The concerted practice relating to territorial delineation
(8) The Decision also challenges the concerted practice among all collecting societies relating to strict domestic territorial delineation. All collecting societies limit, through reciprocal representation agreements, the right to licence their repertoire to the domestic territory of the other contracting collecting society. This systematic delineation of domestic territory amounts to a concerted practice because it cannot be explained by individual market behaviour or the alleged need for geographic proximity between the licensor and the commercial user. The Decision takes note of the fact that a local presence is not required to monitor the use of the licence for internet, satellite and cable broadcast. As a consequence, collecting societies have the technical capacity to issue multi-territorial licences, however the uniform and systematic territorial delineation precludes collecting societies from offering multi-repertoire and multi-territorial licences to commercial users. Furthermore, the Decision finds that the concerted practice is not objectively necessary to ensure that collecting societies grant each other reciprocal mandates.
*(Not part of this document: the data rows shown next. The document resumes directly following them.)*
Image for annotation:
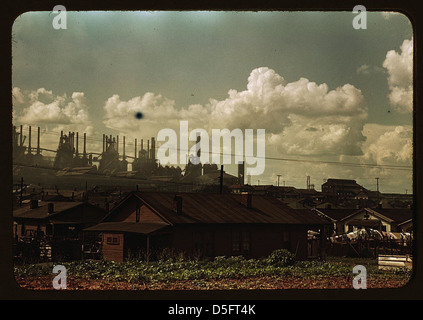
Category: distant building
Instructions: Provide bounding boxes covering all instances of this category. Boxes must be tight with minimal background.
[322,179,364,197]
[13,199,106,261]
[85,192,330,261]
[313,207,413,234]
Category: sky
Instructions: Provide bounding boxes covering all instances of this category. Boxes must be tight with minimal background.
[12,11,413,193]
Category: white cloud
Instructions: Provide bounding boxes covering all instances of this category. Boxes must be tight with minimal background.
[363,124,413,166]
[356,64,384,75]
[383,39,413,113]
[104,68,367,154]
[12,87,100,151]
[15,88,90,125]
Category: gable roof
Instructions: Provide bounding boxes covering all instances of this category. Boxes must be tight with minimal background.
[107,191,328,225]
[13,201,83,219]
[341,208,413,223]
[366,208,413,223]
[84,222,169,234]
[313,208,361,221]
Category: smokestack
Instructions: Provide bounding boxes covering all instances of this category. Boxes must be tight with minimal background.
[19,125,23,147]
[238,161,245,184]
[151,137,156,161]
[29,199,38,209]
[173,195,182,214]
[147,140,150,159]
[241,192,253,208]
[123,136,126,160]
[219,164,223,194]
[195,132,201,159]
[37,127,40,154]
[84,132,87,158]
[76,132,79,155]
[28,126,32,154]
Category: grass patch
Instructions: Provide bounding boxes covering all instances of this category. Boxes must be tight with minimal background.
[14,250,411,283]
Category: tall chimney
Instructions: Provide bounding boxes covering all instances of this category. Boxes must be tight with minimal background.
[173,195,182,214]
[28,126,32,154]
[238,161,245,185]
[76,132,79,155]
[37,127,40,154]
[123,136,126,160]
[19,125,23,147]
[147,140,150,159]
[241,192,253,208]
[151,137,156,161]
[84,132,87,158]
[29,199,38,209]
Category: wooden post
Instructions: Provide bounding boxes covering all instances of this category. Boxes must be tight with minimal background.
[219,164,223,194]
[147,235,150,263]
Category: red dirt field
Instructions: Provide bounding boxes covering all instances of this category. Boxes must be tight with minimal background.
[16,276,407,290]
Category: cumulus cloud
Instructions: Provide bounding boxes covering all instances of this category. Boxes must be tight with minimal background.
[383,39,413,113]
[356,64,384,75]
[12,87,99,151]
[363,124,413,165]
[15,88,90,125]
[104,67,367,154]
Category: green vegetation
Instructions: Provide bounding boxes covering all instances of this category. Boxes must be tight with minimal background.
[15,250,411,283]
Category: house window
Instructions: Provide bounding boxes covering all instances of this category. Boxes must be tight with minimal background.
[282,231,291,250]
[232,230,251,254]
[106,236,120,245]
[135,206,141,222]
[193,232,214,257]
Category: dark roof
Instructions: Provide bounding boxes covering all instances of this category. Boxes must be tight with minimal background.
[348,219,380,228]
[109,192,328,225]
[84,222,168,234]
[323,179,359,186]
[367,208,413,223]
[13,201,83,219]
[315,208,361,221]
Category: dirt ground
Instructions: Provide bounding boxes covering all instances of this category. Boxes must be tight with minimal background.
[16,276,407,290]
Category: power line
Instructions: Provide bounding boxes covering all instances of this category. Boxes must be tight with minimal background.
[14,124,413,171]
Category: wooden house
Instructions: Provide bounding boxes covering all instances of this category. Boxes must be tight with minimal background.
[85,191,330,261]
[13,199,107,261]
[312,207,413,234]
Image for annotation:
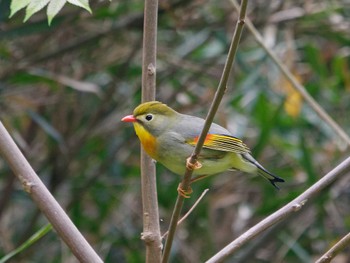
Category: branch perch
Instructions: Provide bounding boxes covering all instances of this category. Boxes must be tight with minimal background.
[162,0,248,263]
[206,157,350,263]
[141,0,162,263]
[0,121,102,263]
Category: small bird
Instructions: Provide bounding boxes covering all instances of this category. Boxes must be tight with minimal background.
[122,101,284,198]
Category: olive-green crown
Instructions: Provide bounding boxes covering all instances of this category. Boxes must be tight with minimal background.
[133,101,177,117]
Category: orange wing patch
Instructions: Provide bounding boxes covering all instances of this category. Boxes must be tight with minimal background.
[186,134,250,154]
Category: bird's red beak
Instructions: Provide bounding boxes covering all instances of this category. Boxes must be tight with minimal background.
[122,115,137,122]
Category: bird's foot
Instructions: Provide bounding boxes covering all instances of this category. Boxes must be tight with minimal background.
[186,157,202,170]
[177,183,193,198]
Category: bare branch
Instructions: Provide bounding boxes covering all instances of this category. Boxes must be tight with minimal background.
[0,122,102,263]
[141,0,162,263]
[231,0,350,147]
[206,157,350,263]
[315,233,350,263]
[162,189,209,239]
[162,0,248,263]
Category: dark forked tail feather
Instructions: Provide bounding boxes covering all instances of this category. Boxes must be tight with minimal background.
[242,154,284,190]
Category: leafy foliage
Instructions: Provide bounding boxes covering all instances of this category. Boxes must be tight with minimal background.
[10,0,91,25]
[0,0,350,262]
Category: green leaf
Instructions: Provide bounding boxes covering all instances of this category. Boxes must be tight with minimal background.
[67,0,92,14]
[0,224,52,263]
[46,0,67,25]
[24,0,50,22]
[10,0,31,17]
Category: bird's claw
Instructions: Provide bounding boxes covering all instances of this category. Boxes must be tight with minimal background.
[177,183,193,198]
[186,157,202,170]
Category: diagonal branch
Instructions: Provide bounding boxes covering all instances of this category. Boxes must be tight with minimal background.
[231,0,350,147]
[206,157,350,263]
[0,122,102,263]
[162,0,248,263]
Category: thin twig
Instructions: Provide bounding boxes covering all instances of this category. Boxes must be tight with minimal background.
[0,122,102,263]
[141,0,162,263]
[231,0,350,147]
[162,189,209,239]
[315,233,350,263]
[206,157,350,263]
[162,0,248,263]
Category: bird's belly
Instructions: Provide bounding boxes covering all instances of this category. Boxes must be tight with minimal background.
[160,153,232,175]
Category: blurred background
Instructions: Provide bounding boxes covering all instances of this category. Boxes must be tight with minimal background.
[0,0,350,263]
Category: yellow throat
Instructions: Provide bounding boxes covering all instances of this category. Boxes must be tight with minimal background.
[134,122,157,159]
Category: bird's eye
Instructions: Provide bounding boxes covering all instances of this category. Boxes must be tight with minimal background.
[145,114,153,121]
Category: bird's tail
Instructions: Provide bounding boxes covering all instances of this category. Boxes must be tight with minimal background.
[242,154,284,189]
[257,164,284,189]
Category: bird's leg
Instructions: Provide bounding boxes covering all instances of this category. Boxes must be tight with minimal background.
[177,157,202,198]
[186,157,202,170]
[177,183,193,198]
[191,174,212,184]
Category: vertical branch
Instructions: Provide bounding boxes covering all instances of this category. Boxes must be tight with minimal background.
[162,0,248,263]
[316,233,350,263]
[141,0,161,263]
[231,0,350,148]
[0,122,102,263]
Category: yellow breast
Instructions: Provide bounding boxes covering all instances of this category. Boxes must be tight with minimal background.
[134,122,158,160]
(9) The addressees shall bring an end to the membership clause and to the exclusivity clause immediately, as far as they have not already done so. They have 120 days of the date of the notification to bring an end to the concerted practice.
(10) The Decision will make it easier for an author to select which collecting society/societies will manage his or her public performance rights. This is of interest to an author (irrespective of whether he or she is a local composer or an artist with an international audience) because efficiency, quality of service and conditions of membership differ appreciably between collecting societies.
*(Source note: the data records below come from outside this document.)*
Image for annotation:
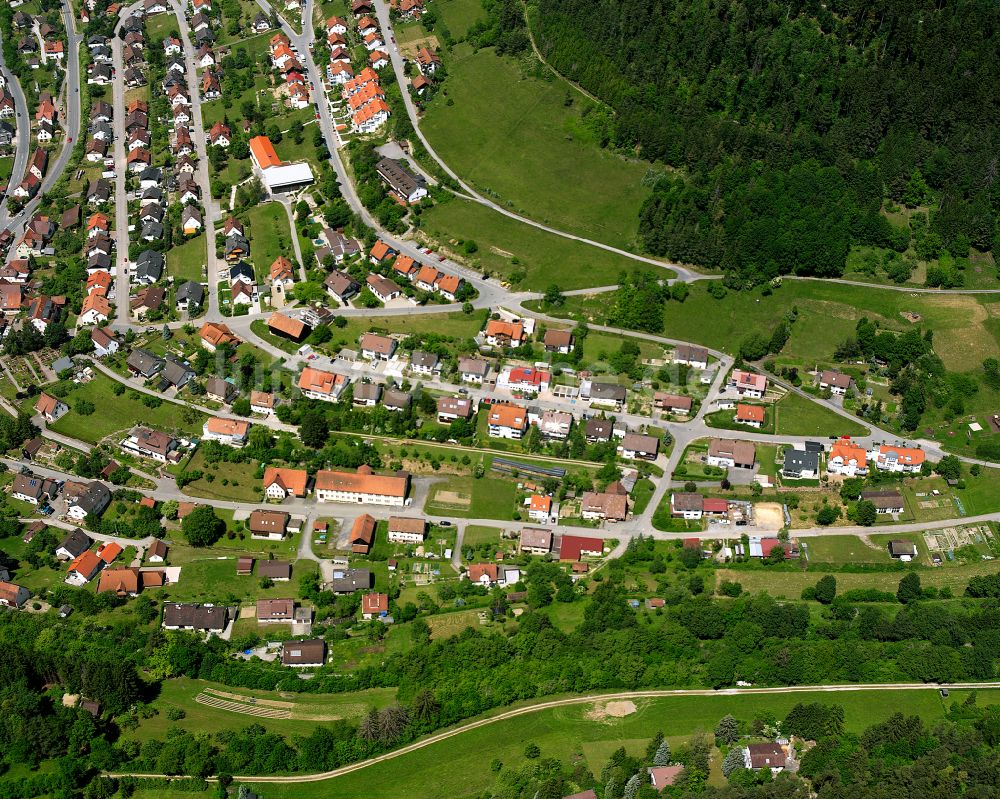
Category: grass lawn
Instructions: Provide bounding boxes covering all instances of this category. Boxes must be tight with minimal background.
[774,391,871,437]
[50,372,205,444]
[167,233,208,283]
[806,535,892,563]
[705,410,774,433]
[462,524,502,546]
[632,478,656,514]
[128,677,396,741]
[716,556,997,599]
[421,45,650,249]
[146,14,178,42]
[424,474,517,521]
[184,451,264,502]
[163,548,310,603]
[434,0,486,39]
[254,687,998,799]
[421,199,673,291]
[246,202,295,283]
[557,280,1000,371]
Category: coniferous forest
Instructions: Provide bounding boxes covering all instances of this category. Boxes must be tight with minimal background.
[533,0,1000,286]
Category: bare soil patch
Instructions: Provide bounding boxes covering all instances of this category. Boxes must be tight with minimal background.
[587,699,636,721]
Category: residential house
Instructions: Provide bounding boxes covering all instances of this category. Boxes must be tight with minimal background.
[282,640,326,668]
[559,535,604,561]
[198,322,239,352]
[120,427,181,463]
[580,380,627,410]
[365,275,403,303]
[205,377,237,405]
[164,604,238,635]
[323,269,361,305]
[66,550,104,586]
[743,743,786,774]
[125,349,166,380]
[298,366,350,402]
[35,391,69,424]
[361,594,389,619]
[55,527,93,560]
[410,350,440,375]
[250,391,274,416]
[249,509,291,541]
[705,438,757,469]
[202,416,250,449]
[580,491,628,522]
[257,599,295,624]
[387,516,427,544]
[353,383,382,408]
[781,448,819,480]
[728,369,767,399]
[90,327,121,358]
[66,480,111,521]
[538,410,573,441]
[653,391,694,416]
[361,333,396,361]
[484,319,525,347]
[819,369,854,396]
[670,492,705,520]
[369,157,427,205]
[858,489,906,513]
[826,436,868,477]
[458,357,490,385]
[674,344,708,369]
[488,402,528,439]
[733,402,766,429]
[177,280,205,311]
[542,328,573,355]
[618,433,660,461]
[264,466,309,500]
[870,444,927,474]
[0,580,31,609]
[10,472,57,506]
[316,466,410,506]
[437,397,475,424]
[351,513,376,555]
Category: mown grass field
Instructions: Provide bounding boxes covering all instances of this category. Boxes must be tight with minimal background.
[128,677,396,741]
[49,372,205,444]
[540,280,1000,371]
[251,687,1000,799]
[167,233,208,283]
[246,202,295,282]
[424,474,517,521]
[326,309,488,352]
[774,391,870,438]
[421,45,650,248]
[421,199,673,291]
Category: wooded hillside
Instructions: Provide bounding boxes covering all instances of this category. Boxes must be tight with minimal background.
[533,0,1000,285]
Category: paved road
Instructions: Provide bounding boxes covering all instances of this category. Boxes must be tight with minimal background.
[110,682,1000,785]
[111,28,131,325]
[170,0,222,321]
[781,275,1000,294]
[0,0,83,241]
[0,56,31,216]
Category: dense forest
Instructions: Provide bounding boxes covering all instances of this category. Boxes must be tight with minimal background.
[536,0,1000,286]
(11) The Decision also allows collecting societies to licence their repertoire to more than one other collecting society per territory. For internet, satellite and cable exploitation, the Decision improves the opportunities for commercial users (including broadcasters and content providers) to obtain a licence which covers more than one territory. By opening up the market to more competition between collecting societies, the Decision will provide incentives to collecting societies to improve their efficiency and the quality of their services, thereby benefitting both authors and users.
(12) The Decision does not call into question the existence of the network of reciprocal representation agreements between collecting societies and does not force or oblige a collecting society to withdraw from its reciprocal representation agreements, nor does the Decision facilitate a race to the bottom in authors' royalty payments. Collecting societies remain at liberty to continue the current system of fixing royalties or to otherwise introduce other models which protect royalty payments. The Decision will however encourage competition on the level of administration fees charged to the authors, through effecting efficiency gains, which will decrease administration fees and thereby increase the revenues of authors.
(13) The Advisory Committee on Restrictive Practices and Dominant Positions issued a favourable opinion on 17 June 2008.
 OJ L 1, 4.1.2003, p. 1.
 The collecting societies of Bulgaria and Romania are not parties to the procedure in so far as their respective countries were not part of the EEA/Community when the procedure started.